Action Laval is a political party active at the municipal level in Québec in the City of Laval. The party was founded by the former provincial deputy for LaFontaine, Jean-Claude Gobé in April 2013, in regard of the municipal elections of November 3, 2013, in the province of Quebec. Two city councilors were elected, placing the party second in the ballot and became the official opposition.

Since December 2019, Action Laval has four city councilors : Aglaia Revelakis (Chomedey), Paolo Galati (Saint-Vincent-de-Paul), David De Cotis (Saint-Bruno) and Isabella Tassoni (Laval-des-Rapides).

On June 30, 2021, Action Laval announced its new leader, Sophie Trottier, who was the party's candidate for mayor in Laval.

== Creation ==
Action Laval was founded in April 2013 by Jean-Claude Gobé, an ex-member in the Quebec National Assembly for the provincial electoral district of LaFontaine from 1985 until 2003.

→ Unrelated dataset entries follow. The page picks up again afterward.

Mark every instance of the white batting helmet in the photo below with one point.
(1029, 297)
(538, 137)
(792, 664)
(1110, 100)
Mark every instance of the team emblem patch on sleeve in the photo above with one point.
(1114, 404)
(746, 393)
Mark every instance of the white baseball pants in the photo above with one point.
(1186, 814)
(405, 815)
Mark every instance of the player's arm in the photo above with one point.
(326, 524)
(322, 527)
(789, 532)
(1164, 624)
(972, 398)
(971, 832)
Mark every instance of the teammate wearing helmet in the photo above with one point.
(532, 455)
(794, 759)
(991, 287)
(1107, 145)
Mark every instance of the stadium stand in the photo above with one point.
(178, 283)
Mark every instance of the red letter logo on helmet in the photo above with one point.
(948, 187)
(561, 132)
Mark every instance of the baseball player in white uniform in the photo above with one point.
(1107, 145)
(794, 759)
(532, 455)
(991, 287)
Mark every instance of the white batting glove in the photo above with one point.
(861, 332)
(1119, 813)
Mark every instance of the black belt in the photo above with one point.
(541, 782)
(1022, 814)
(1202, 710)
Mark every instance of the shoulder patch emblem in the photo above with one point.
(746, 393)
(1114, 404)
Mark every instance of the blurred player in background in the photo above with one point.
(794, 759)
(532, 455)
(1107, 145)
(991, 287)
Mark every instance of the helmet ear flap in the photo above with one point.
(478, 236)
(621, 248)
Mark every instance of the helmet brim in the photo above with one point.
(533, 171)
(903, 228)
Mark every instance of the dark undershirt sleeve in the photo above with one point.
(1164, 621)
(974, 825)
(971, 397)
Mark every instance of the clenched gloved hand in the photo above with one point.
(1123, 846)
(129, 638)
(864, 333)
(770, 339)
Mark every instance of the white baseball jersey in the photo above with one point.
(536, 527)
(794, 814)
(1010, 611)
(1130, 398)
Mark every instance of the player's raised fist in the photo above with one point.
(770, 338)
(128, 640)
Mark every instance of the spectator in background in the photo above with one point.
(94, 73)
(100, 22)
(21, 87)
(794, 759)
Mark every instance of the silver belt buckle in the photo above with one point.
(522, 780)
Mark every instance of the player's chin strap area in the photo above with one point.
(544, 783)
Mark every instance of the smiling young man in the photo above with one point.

At the November 2013 municipal elections, the party finished second with 24.3% of expressed ballots, establishing the party for good. Two candidates won their respective district, Paolo Galati in St-Vincent-de-Paul and Aglaia Revelakis in Chomedey. Action Laval formed the official opposition.

== Political Values ==

Gobé's party electoral campaign was focus on local services. Action Laval wanted to improve local services for the population, such as adding bike paths, sidewalks, etc. Commercial streets were proposed to be revitalized according to party's leader. The party made a point in listening to the people and defend their interests. The leader committed to improving the public transport system to better adapt it to the needs of users. Laval police services were proposed to be improved by Jean-Claude Gobé, by increasing its financial and human resources so that Laval residents have access to quality police services.

== Action Laval's Team ==

As soon as November 2020 the party announced some of its candidates for the election of November 2021. Christian Le Bouc in the district of Laval-les-Îles, the party's president, Archie T. Cifelli, in the district of Val-des-Arbres, the former spokesperson of Laval School board parents' committee, Marc-Patrick Roy in Orée-des-Bois, and Louise Labrie in Sainte-Rose will try to get elected. Originally elected in November 2013, city councillors Aglaïa Revelakis, David De Cotis, and Paolo Galati will look to be re-elected for a third term at the November 7, 2021 municipal elections. Isabella Tassoni will try to get her second term.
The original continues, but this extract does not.